Dr. Tantravahi, who was the principal investigator of the trial, observed a very meaningful, almost 30% SVR35 rate, right, which is, again, remarkable to observe in a patient population that really has no available therapies. That indicated that, yes, XPO1 potentially is a very fundamental mechanism in patients with myelofibrosis, and based upon those data, we then initiated another phase I study, now evaluating selinexor in combination with ruxolitinib, but in a very different patient population, specifically in a frontline patient population, so these patients, by and large, are newly diagnosed patients. All of them have platelet counts of 100 or above, and it's important to keep in mind, in those patients, those 14 patients that received the recommended dose of 60 mg of selinexor in combination with ruxolitinib, we saw a very meaningful 79% SVR35 rate.
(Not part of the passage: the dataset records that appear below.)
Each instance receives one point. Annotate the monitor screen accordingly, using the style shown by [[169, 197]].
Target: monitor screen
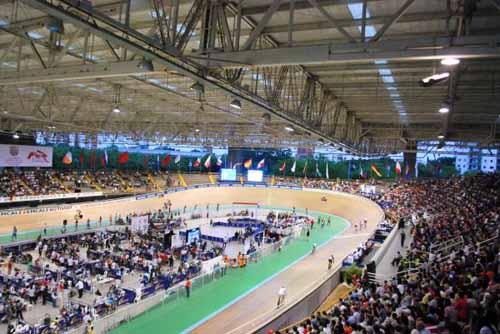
[[193, 235], [255, 176], [228, 174]]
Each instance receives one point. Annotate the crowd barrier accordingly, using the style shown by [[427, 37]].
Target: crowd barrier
[[41, 198]]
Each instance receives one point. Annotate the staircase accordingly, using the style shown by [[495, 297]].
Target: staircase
[[152, 181], [93, 183], [183, 181], [122, 181]]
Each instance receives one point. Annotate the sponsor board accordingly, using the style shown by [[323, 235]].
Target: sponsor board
[[25, 156], [48, 197]]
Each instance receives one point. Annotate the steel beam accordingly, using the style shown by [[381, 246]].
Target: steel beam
[[393, 19], [109, 29], [300, 5], [80, 72], [412, 49], [256, 32], [332, 20]]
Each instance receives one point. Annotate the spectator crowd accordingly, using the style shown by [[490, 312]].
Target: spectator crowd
[[455, 247]]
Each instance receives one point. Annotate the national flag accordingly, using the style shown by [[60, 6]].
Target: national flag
[[283, 166], [166, 161], [123, 158], [398, 168], [248, 164], [208, 162], [261, 164], [68, 158], [92, 159], [318, 173], [375, 170]]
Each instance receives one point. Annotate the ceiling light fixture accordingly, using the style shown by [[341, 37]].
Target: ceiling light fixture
[[450, 61], [444, 109], [433, 79], [198, 87], [146, 65], [236, 104]]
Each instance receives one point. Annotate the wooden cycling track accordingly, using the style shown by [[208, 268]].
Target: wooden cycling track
[[258, 307]]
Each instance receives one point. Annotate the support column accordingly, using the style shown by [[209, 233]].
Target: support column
[[410, 161]]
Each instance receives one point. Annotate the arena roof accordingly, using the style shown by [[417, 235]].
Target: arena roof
[[345, 72]]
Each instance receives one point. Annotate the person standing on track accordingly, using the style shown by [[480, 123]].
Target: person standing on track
[[330, 262], [14, 233], [403, 238], [281, 296], [187, 285]]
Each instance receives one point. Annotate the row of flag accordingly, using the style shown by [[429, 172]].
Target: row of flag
[[124, 157]]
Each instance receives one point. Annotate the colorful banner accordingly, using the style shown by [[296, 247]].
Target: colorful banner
[[25, 156], [29, 198]]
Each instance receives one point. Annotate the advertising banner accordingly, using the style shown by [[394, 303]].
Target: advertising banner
[[140, 224], [29, 198], [25, 156]]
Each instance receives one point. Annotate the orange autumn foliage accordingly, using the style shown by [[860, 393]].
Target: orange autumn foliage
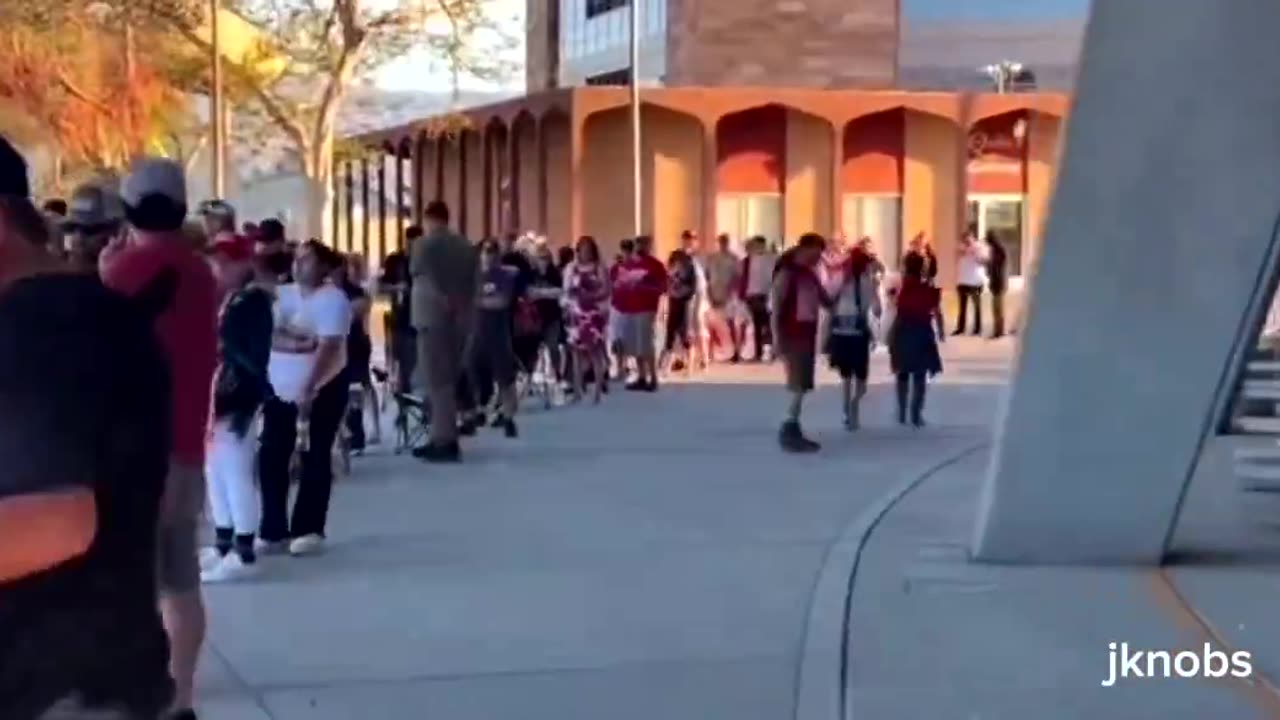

This is remarkable.

I say that because if you look at standard of care ruxolitinib, only about three in 10 patients or about 30% achieve that SVR35. So, the fact that we can more than double that SVR35 rate, again, reinforces the fact that XPO1 inhibition is a very fundamental mechanism. Hand in hand with SVR35, though, is symptom improvement. Symptoms are very debilitating in this patient population. I noted earlier before, the mechanism suggests that XPO1 can dampen these symptoms. And here, too, in our phase I, we see some very meaningful symptom improvement. When we look at it in absolute TSS, which is just the mean change in symptoms relative to baseline, here, too, we see an 18.5 point improvement at week 24. Compare that to ruxolitinib, which is really only in that about 11 point- 14 point.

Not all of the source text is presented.